Thanks to the spectacular scientific and technological developments at the end of the last century, medicine can increasingly base medical diagnoses on precise and specific facts. Celiac disease, like so many others, is a result of this virtuous process. Therefore, today, this clinical entity thus known refers to a specific disease with a defined etiopathogenesis, namely, an abnormal tissue inflammatory reaction in the mucosa of the digestive tract, especially in the small intestine, with a cellular (T-lymphocyte-dependent) and humoral (B-lymphocyte-dependent) immunological basis, when it is exposed to the presence of prolamins and glutenins, proteins that structure gluten. Syndromically, it can be considered in the group of food allergies, malabsorptions or also protein-losing gastroenteropathies. In this article, we will present some notes that will update topics of recent developments in the epidemiology, pathophysiology, diagnosis and prognosis of this disease, which is so complex in its generating and maintaining mechanisms, but so unique in its treatment.
WHAT’S NEW IN THE EPIDEMIOLOGY OF CELIAC DISEASE
Currently, and differently from the notion of a few decades ago, celiac disease is not rare or infrequent, nor does it affect only white children in developed countries. Some specialized publications inform us, for example, that there are approximately 2.18 million people with the disease in the United States.

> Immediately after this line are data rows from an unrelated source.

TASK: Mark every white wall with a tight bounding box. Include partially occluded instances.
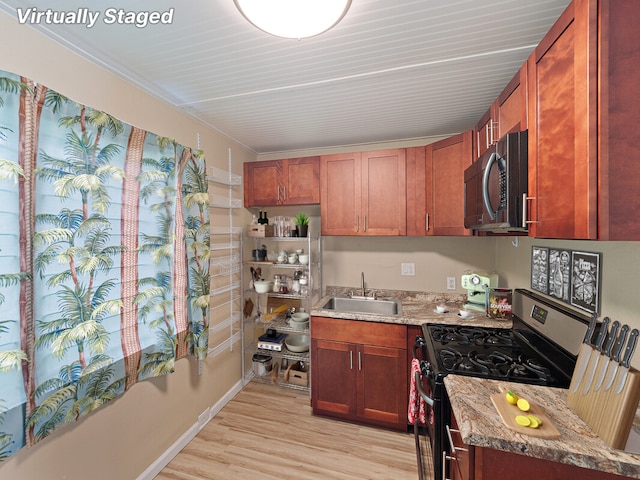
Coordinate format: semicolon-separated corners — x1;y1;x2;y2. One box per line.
0;12;256;480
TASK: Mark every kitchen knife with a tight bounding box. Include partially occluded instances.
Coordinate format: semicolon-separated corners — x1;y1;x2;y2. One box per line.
571;313;597;393
593;320;620;392
604;325;629;391
582;317;611;395
616;328;640;395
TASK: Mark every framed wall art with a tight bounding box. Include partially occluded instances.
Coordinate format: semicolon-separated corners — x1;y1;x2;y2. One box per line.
571;251;601;313
531;246;549;293
531;246;602;314
548;248;571;303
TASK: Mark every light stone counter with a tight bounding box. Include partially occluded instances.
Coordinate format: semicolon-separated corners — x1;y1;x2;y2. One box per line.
444;375;640;478
311;287;511;328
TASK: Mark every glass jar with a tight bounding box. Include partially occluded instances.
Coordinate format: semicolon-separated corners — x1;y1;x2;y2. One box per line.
272;275;282;293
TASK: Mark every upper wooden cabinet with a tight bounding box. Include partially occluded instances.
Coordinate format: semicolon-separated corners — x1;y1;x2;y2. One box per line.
320;149;407;235
529;0;640;240
407;131;473;236
474;63;527;161
244;157;320;207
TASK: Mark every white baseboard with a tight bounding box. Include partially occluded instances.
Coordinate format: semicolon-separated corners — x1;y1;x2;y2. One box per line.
137;380;242;480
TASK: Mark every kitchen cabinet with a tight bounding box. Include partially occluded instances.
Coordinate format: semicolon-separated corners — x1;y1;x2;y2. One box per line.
407;131;473;236
244;157;320;207
474;63;527;161
320;149;407;235
444;413;626;480
528;0;640;240
311;317;408;431
242;235;322;390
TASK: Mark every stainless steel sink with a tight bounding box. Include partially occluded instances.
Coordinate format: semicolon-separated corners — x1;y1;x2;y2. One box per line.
321;297;402;315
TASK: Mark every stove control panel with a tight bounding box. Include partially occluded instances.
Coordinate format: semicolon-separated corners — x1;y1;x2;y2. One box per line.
531;304;549;325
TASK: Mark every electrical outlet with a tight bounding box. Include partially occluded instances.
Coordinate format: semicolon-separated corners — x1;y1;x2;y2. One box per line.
400;263;416;277
198;408;211;427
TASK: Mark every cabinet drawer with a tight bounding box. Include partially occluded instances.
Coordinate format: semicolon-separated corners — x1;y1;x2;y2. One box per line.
311;317;407;349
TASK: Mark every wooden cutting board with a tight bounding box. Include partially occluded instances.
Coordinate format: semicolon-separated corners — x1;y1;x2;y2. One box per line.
491;393;560;438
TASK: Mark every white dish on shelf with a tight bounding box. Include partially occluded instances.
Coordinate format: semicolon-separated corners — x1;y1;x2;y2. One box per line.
291;312;309;323
284;333;311;353
253;280;272;293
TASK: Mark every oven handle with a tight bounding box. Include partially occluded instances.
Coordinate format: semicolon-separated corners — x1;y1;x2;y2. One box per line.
415;372;433;407
413;335;426;359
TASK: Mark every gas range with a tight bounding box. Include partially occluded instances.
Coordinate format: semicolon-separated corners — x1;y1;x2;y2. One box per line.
425;325;571;387
422;290;588;388
414;289;589;479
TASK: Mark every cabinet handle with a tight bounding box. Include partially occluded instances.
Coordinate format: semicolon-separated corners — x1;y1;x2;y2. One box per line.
445;425;469;453
522;193;536;227
484;121;491;147
442;451;456;480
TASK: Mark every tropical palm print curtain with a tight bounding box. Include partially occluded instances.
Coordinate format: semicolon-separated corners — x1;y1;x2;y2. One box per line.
0;71;209;459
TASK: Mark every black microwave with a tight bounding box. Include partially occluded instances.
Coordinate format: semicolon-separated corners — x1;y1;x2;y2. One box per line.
464;130;529;233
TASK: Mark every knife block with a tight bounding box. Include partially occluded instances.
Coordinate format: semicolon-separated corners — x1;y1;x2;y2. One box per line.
567;360;640;450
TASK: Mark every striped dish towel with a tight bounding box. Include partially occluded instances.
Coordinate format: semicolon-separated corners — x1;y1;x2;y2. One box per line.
407;358;426;425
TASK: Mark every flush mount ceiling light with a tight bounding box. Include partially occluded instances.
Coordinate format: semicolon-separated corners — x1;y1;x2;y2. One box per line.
234;0;351;38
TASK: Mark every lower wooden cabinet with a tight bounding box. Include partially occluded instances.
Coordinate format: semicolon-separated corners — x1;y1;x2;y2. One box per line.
311;317;408;430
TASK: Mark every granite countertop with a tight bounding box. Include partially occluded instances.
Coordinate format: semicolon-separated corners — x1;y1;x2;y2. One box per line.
311;287;511;328
444;375;640;478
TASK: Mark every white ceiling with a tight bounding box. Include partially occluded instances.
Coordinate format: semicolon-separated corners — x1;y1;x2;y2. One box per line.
0;0;569;153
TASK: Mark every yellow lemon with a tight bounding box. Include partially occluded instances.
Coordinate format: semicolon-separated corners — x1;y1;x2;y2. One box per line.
506;391;518;405
527;415;542;428
516;398;531;412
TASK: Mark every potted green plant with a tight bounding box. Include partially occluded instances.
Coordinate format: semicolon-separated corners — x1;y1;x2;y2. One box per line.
294;212;309;237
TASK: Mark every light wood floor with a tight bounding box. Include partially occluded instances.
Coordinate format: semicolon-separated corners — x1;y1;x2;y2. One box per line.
155;382;430;480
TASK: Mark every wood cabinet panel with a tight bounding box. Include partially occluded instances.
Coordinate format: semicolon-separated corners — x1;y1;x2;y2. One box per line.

Other projections conservatively estimate that there are almost 25 million people with celiac disease worldwide, a calculation based on a conservative prevalence estimate of 1:250 (cases/inhabitants) in which at least 60% of cases will be diagnosed in adults. Thus, another concept has emerged in recent years: the disease is not exclusive to children or adolescents, and can affect individuals of any age group, which has changed our perception of this diagnostic possibility in cases with malnutrition or equivalent, diarrheal or not. In countries with consistent and reliable statistics, at least 20% of new cases of celiac disease are diagnosed in people aged 60 or over.

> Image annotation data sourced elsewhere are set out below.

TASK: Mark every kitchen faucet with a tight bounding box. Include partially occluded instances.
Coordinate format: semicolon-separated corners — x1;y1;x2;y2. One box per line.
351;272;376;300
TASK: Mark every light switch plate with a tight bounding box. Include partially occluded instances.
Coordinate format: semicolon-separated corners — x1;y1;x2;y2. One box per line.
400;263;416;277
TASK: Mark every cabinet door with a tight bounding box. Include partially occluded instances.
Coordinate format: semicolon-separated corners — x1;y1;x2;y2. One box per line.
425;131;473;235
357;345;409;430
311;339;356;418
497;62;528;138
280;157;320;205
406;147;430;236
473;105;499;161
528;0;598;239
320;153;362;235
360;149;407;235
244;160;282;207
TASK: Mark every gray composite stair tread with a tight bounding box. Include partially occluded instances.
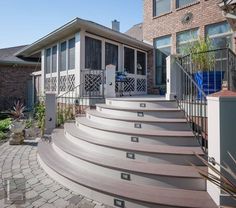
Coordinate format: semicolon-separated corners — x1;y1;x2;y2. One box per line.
38;142;217;208
106;95;171;103
52;129;207;178
76;117;194;138
64;123;204;155
86;109;187;122
96;104;182;112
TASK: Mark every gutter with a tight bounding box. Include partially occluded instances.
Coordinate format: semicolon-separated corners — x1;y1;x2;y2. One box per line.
14;17;153;56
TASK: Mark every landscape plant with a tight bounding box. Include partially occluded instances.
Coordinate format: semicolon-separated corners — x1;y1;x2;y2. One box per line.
35;102;46;137
193;152;236;200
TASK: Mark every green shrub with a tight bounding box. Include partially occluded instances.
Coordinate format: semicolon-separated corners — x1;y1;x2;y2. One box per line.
0;131;7;140
35;102;46;136
0;118;12;132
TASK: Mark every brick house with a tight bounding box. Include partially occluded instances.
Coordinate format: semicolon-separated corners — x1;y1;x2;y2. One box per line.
0;46;40;111
143;0;234;92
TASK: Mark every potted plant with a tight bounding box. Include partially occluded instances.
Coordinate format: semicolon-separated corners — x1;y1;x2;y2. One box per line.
183;38;224;97
9;101;26;144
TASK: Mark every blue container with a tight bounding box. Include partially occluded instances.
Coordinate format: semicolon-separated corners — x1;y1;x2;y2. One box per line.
193;71;225;99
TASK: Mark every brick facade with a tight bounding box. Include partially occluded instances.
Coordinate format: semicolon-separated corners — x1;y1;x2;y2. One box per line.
143;0;226;54
0;64;37;111
143;0;230;93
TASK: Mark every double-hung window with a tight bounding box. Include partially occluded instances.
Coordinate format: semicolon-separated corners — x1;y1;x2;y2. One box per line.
124;47;135;74
85;36;102;70
45;48;51;74
153;0;172;16
105;42;118;71
206;22;233;49
176;0;199;8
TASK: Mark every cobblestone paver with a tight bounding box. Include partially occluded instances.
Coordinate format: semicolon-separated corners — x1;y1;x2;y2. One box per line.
0;140;113;208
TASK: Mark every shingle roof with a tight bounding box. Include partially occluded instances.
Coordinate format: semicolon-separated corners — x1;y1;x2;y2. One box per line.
0;45;37;64
125;23;143;41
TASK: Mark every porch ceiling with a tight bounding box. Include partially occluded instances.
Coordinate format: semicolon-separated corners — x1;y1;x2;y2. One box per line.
15;18;153;57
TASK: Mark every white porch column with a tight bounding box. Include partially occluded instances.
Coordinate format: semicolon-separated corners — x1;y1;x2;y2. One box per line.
41;49;46;95
207;90;236;206
75;32;81;86
104;65;116;98
166;55;182;100
45;93;57;134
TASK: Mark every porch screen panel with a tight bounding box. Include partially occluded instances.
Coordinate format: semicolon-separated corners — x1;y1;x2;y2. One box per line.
155;35;171;86
137;51;146;75
85;36;102;70
124;47;134;74
153;0;171;16
68;38;75;69
105;43;118;71
52;46;57;73
45;48;51;74
60;41;66;71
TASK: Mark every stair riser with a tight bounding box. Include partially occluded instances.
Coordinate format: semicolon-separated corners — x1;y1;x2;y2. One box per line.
77;122;198;146
106;99;177;109
38;155;177;208
53;144;205;190
87;113;191;131
96;107;184;118
66;133;203;165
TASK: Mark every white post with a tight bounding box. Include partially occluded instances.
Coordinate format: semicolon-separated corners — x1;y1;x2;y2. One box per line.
45;93;56;134
166;55;181;100
105;65;116;98
207;90;236;206
41;49;46;94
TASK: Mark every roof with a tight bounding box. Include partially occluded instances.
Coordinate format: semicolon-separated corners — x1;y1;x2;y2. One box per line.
125;23;143;41
16;17;153;57
0;45;38;65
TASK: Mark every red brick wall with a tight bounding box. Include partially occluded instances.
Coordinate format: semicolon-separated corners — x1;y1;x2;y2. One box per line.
143;0;226;94
0;65;35;110
143;0;226;53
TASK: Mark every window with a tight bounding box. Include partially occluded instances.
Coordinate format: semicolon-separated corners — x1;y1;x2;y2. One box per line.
154;35;171;85
176;28;198;54
60;41;66;71
206;22;232;49
68;38;75;69
176;0;198;8
52;46;57;73
45;48;51;74
85;36;102;69
137;51;146;75
153;0;171;16
124;47;134;74
105;43;118;71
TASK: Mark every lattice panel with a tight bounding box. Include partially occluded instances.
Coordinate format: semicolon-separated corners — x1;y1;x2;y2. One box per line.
137;79;146;92
51;77;57;92
84;74;102;92
45;78;51;92
124;77;135;92
68;74;75;90
59;76;66;92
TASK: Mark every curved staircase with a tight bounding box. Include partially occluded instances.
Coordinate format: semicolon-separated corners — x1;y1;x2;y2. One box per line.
38;97;216;208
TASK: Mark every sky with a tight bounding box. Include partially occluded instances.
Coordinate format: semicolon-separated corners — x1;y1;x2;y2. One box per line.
0;0;143;48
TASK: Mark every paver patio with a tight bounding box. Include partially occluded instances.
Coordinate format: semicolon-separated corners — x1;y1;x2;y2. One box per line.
0;139;112;208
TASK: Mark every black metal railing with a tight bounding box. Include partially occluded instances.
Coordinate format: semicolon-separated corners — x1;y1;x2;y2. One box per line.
57;70;105;126
176;48;236;151
176;62;208;151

Furthermore, even greater emphasis should be given to information from research with children who were refugees from political and ethnic conflicts in Saharan Africa and who had severe nutritional deficiencies associated with dysentery and diarrhea. For example, in 989 refugee children camped in Tindouf, Algeria, a prevalence of celiac disease of 5.6% was found—five to ten times higher than that reported in developed countries. The clinical challenge in making this diagnosis lies in the spectrum of signs and symptoms presented by these children. In comparison with other children with potentially suspicious complaints, in addition to malnutrition and impaired growth, we see that only abdominal pain and distension were more common in celiac children ( p < 0.05), and diarrhea was as frequent in these children as in controls (50% of cases). The greatest challenge we still face is in the context of food intake for its treatment, since in the research of their 24-hour food intake recall, 88% and 63% ate bread and rice, respectively.

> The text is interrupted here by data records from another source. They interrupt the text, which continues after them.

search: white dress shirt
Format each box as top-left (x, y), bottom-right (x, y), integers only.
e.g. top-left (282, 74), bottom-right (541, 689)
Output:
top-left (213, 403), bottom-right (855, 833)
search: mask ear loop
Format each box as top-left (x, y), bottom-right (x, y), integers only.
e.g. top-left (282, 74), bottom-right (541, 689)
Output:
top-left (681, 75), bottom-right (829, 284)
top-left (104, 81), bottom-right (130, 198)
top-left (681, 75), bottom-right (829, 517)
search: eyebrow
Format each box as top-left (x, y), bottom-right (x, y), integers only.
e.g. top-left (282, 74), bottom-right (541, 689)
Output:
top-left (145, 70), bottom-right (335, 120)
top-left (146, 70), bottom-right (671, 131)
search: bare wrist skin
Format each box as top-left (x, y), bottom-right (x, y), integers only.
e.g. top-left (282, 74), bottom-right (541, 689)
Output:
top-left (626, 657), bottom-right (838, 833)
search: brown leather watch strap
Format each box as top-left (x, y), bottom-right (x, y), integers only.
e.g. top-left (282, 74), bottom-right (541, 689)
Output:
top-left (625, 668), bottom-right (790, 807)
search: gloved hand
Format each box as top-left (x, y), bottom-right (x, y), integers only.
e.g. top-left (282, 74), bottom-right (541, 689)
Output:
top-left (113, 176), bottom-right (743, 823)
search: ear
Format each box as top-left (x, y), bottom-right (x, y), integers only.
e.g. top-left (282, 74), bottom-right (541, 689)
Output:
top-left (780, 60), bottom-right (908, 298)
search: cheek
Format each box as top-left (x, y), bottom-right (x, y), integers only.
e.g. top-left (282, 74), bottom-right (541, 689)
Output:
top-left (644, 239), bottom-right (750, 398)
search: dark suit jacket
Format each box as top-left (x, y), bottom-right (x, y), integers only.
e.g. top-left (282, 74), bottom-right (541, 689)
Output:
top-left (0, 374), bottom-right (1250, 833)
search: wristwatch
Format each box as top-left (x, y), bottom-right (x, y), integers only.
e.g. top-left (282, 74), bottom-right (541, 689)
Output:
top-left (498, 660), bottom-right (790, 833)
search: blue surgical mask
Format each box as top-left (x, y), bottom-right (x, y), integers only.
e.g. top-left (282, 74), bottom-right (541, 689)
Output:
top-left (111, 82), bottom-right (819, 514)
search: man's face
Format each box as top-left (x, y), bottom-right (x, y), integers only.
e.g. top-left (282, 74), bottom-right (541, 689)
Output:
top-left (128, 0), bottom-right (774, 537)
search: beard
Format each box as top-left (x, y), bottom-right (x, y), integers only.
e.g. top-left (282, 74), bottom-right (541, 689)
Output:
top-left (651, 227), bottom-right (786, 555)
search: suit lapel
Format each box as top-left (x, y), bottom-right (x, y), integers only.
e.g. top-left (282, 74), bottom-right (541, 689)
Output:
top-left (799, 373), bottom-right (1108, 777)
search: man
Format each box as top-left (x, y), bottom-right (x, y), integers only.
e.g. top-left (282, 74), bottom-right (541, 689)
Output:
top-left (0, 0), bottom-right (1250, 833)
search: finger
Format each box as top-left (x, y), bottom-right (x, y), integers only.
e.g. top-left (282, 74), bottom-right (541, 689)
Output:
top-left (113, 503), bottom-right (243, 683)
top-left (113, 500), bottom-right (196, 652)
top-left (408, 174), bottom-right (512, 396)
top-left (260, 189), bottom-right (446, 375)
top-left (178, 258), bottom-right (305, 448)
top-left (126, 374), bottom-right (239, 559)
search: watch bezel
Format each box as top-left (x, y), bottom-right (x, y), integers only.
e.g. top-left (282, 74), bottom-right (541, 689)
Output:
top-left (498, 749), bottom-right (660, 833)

RECENT PROGRESS IN GENETIC MARKERS OF THE DISEASE
Celiac disease is genetic and autoimmune, and its symptoms can vary from person to person. The mere possibility of defining it as such is its greatest recent progress. Several genes contribute to the genetic predisposition to the anomalous reaction to gluten ingestion (immune, dependent on the activation of T lymphocytes). The most important genetic factors were identified on the short arm of chromosome 6, at position 21 (6p21), in the major histocompatibility complex (HLA) of the genes encoding DQ 2 or DQ 8 (95% and 5%, respectively). It appears that genes outside the HLA system also contribute to people’s (genetically determined) susceptibility to celiac disease, but these relationships are still poorly understood. The implications of this knowledge for the pathophysiological understanding of the disease are undeniable and, from a practical point of view, increasingly allow us to identify population subgroups at risk.
HOW TO CLINICALLY SUSPECT AND DIAGNOSE CELIAC DISEASE
Since 1888, with celiac disease in English children returning from trips to the tropics (and it must have been tropical sprue!), through intestinal infantilism that affected adults in 1908, until the 1950s, with jejunal biopsy and the introduction of the gluten-free diet to treat these people, when the concept that idiopathic steatorrhea in adults was, in fact, celiac disease in this age group, we have seen continuous progress in the knowledge of this disease, to the point that, today, even histopathology of the intestinal mucosa is dispensable for the definitive diagnosis of the disease. What progress!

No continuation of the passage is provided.